Missouri: The RMI for Missouri rose to a regional low of 51.5 from February’s 50.0. The farmland price index for Missouri expanded to 76.6 from 71.5 in February. The March farm equipment sales index jumped to 71.5 from 59.1 in February. The rate of job losses for Rural Mainstreet Missouri over the past 12 months was 2.9 percent.
Nebraska: The March RMI for Nebraska advanced to 58.7 from February’s 57.2. The farmland price index slipped to 76.6 from 77.6 in February. The farm equipment sales index decreased to 65.1 from February’s 76.1. The rate of job gains for Rural Mainstreet Nebraska over the past 12 months was 3.2 percent.
North Dakota: The North Dakota RMI for March climbed to a regional high of 66.3 from 59.7 in February. The farmland price index expanded to 83.0 from 79.6 in February. Farm equipment sales for March rocketed to 83.9 from 67.2 in February. The rate of job gains for Rural Mainstreet North Dakota over the past 12 months was 10.2 percent.

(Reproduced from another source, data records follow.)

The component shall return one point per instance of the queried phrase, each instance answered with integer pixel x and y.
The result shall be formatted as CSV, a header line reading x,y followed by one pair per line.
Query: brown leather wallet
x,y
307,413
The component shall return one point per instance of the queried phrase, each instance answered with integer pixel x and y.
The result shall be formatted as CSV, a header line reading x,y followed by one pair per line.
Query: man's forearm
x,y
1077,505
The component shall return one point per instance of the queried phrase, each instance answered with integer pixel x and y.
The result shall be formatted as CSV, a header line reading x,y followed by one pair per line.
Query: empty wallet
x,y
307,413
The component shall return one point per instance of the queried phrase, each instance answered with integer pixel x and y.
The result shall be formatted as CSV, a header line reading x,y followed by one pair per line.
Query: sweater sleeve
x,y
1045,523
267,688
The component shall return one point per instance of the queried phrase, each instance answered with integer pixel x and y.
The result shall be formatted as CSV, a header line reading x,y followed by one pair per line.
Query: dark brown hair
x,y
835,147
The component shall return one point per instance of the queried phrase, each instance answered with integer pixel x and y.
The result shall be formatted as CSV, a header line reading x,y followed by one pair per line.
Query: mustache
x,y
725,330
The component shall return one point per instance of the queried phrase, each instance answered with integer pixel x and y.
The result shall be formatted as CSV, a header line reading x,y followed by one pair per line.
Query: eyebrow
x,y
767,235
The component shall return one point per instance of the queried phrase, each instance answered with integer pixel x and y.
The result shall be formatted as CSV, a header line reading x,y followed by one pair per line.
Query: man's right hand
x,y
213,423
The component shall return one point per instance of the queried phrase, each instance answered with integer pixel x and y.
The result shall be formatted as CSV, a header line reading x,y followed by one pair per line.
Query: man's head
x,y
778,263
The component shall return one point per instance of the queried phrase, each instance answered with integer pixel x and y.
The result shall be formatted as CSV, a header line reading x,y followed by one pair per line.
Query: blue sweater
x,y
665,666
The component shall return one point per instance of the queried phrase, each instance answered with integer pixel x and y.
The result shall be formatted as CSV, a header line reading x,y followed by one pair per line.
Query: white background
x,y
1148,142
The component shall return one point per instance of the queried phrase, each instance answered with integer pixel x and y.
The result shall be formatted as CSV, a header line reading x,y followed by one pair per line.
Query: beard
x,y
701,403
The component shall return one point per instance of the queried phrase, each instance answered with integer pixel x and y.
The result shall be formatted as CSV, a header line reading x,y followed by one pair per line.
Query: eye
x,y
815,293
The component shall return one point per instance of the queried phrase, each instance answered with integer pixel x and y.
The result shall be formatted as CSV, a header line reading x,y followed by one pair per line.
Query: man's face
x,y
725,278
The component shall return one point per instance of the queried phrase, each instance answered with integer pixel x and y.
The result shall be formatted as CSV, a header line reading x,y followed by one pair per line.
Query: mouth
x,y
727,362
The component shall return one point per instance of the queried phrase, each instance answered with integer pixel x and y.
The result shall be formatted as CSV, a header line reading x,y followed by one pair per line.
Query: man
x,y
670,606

South Dakota: For a fifth straight month, the RMI for South Dakota was above growth neutral. The index for March climbed to 57.7 from February’s 56.6. The farmland price index dipped to 75.8 from 77.0 in February. South Dakota's farm equipment sales index for March was 76.7, up from 64.5 in February. The rate of job gains for Rural Mainstreet South Dakota over the past 12 months was 1.2 percent.
Wyoming: The Wyoming RMI for March was unchanged from February’s 57.2. The March farmland and ranchland price index slipped to 75.5 from 77.5 in February. The state’s agricultural equipment sales soared to 76.4 from February’s 65.1. The rate of job gains for Rural Mainstreet Wyoming over the past 12 months was 1.5 percent.